Fsinsider>SP1 Download>Download>Insert Disk 1>Error 1321. The installer has insufficient privileges to modify the file C:\Program Files (x86)\Microsoft games\Microsoft Flight SImulator X\fsx.exe.......


----------



## Wrench97 (May 10, 2008)

Run the fsx.exe as a administrator. 

http://www.techsupportforum.com/for...ibility-mode-in-vista-and-win-7-a-605939.html


----------



## daaf97 (Oct 7, 2011)

Okay, i downloaded SP1, then installed Acceleration, activated it, that same ''fatal error'' as before occurs ): i'm going to delete acceleration again so i can run fsx


----------



## Sven2157 (Feb 10, 2009)

daaf97 said:


> Okay, i downloaded SP1, then installed Acceleration, activated it, that same ''fatal error'' as before occurs ): i'm going to delete acceleration again so i can run fsx


I believe we have found the problem. It is because SP1 is not installing, thus Acceleration is not completing correctly.

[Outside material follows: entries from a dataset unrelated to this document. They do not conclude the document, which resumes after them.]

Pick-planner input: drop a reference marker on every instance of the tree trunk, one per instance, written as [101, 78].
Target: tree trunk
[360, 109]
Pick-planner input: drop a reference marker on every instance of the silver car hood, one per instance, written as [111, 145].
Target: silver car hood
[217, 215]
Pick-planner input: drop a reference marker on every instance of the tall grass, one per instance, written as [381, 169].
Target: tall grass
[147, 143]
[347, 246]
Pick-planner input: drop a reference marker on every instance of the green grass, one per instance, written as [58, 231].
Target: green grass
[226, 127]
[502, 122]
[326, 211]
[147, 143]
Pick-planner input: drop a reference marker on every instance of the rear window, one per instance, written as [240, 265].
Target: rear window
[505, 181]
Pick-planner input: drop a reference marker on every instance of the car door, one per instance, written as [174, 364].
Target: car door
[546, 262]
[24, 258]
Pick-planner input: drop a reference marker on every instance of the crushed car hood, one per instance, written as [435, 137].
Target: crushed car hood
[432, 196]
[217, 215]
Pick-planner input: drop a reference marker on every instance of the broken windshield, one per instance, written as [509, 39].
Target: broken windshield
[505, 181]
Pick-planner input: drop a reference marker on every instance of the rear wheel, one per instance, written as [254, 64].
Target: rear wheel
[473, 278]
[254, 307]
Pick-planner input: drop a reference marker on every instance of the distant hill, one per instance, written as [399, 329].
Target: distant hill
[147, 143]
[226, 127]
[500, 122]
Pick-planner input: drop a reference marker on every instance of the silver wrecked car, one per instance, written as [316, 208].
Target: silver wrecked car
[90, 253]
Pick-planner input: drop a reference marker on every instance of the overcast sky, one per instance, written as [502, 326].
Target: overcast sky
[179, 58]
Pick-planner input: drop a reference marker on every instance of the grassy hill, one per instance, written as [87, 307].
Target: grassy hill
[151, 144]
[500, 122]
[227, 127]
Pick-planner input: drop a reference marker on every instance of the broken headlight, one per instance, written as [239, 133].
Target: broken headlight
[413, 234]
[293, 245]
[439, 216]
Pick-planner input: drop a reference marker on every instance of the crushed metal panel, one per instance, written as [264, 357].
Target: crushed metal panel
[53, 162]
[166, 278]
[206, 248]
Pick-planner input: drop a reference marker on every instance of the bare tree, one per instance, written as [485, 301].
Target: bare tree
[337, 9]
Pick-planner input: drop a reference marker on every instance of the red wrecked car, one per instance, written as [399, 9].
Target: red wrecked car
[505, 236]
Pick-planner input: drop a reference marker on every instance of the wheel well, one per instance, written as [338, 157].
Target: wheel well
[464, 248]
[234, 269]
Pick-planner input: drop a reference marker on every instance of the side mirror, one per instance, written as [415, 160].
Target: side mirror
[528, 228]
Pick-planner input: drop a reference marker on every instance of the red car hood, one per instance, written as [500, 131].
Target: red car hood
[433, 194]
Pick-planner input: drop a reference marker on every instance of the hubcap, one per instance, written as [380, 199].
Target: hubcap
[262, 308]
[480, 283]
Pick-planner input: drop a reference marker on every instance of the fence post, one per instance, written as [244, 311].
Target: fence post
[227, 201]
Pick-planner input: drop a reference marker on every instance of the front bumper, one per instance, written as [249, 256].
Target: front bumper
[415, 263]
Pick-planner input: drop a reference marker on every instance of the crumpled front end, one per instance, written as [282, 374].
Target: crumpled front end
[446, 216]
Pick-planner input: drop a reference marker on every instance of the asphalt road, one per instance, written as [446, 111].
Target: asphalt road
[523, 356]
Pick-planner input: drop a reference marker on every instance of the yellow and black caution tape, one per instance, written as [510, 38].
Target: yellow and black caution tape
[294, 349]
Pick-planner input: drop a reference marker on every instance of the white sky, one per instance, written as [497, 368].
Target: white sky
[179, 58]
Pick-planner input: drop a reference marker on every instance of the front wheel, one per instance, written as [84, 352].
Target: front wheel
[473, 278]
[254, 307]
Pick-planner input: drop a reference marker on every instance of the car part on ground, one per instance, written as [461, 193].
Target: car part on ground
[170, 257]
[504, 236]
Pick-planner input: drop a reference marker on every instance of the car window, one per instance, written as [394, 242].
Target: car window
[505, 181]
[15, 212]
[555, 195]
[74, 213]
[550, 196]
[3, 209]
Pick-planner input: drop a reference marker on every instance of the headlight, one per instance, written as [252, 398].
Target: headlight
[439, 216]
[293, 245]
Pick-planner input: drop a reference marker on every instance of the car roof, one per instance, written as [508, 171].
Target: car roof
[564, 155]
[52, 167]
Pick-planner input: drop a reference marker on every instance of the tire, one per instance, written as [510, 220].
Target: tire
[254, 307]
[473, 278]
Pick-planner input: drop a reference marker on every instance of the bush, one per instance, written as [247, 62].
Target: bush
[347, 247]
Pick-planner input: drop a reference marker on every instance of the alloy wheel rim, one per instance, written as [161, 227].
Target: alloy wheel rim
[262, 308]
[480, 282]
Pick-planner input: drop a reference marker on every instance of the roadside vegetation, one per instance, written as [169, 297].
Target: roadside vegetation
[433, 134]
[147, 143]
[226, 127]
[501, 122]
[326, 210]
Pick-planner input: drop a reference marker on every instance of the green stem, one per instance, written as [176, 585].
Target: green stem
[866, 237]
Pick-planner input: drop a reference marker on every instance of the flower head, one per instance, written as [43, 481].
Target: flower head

He is what you need to do. Go to your control panel, and select User Accounts. TURN OFF *U*ser *A*ccount *C*ontrol (UAC). Just move the slider all the way down. Restart your computer. Right click the SP1 setup.exe and choose "Run as administrator". When this finishes, reboot.

Now go to the Acceleration setup.exe, again right click it and choose "Run as administrator". Reboot. Now go back to your User Accounts in the control panel, and turn UAC back on. Reboot.

To be able to modify, the files in the folder, you will need to take ownership of the entire FSX folder, including all sub-folders and files. This way you can modify what you need, however we will cover that when you get the simulator installed correctly....


----------



## daaf97 (Oct 7, 2011)

Sill dont work....
Maybe i rebooted wrong?
How do you reboot exactly?


----------



## Wrench97 (May 10, 2008)

Reboot is simply turning the PC off and restarting, that totally off not sleep or hibernation.


----------



## SAMULHIM (Feb 20, 2011)

daaf97 said:


> Hi everyone,
> I'm from Holland. I couldn't get support from Microsoft without paying 80 bucks:normal: so I registred to this forum hoping someone here could help me.
> 
> I bought my FSX Gold Edition a few years ago for almost 50 euros. I could run it normally on the family pc but now I have my own notebook and it won't install.
> ...


Hi Daaf,

I bought the same and installed it on my high power machine with dual processors, dual high end graphics cards with their own memory, high system memory, and still the simulator hangs during flights. This is a software issue not a computer system issue, as all the people I know who have it have stopped using it due to the hangs (freeze) issue (the simulator freeze with error code and th simulator restarts again. Anyway, I found out later that a another company have bought the MS FS X from MS and I hope they fixed the isssue and they are selling it now. So we lost all the money we paid on MS FS X unfortuntly. If I was living in the USA I would file a court case, but I can not do it from where I am living. I will find it the compnay name who bought the MS FS X and post it here. Additionally, there is a software called virtualpilot3d from the US, DO NO BUY IT, since you have to install the world maps in sections one by one and their instruction of install them as not clear, and you do not get support from them on that aspect, and you also as well as have to install the airports and airplanes one by one almost. I do not understand why they did not package it all in one installation. What amaze me is the number of FS that what is put out in the Apple and Androio shops, which some of them are amazing and easy to use.


----------



## VividProfessional (Apr 29, 2009)

can I recommend purchasing FSX on Steam? I had these issues and more and since I bought it on steam it has been as solid as a rock.


----------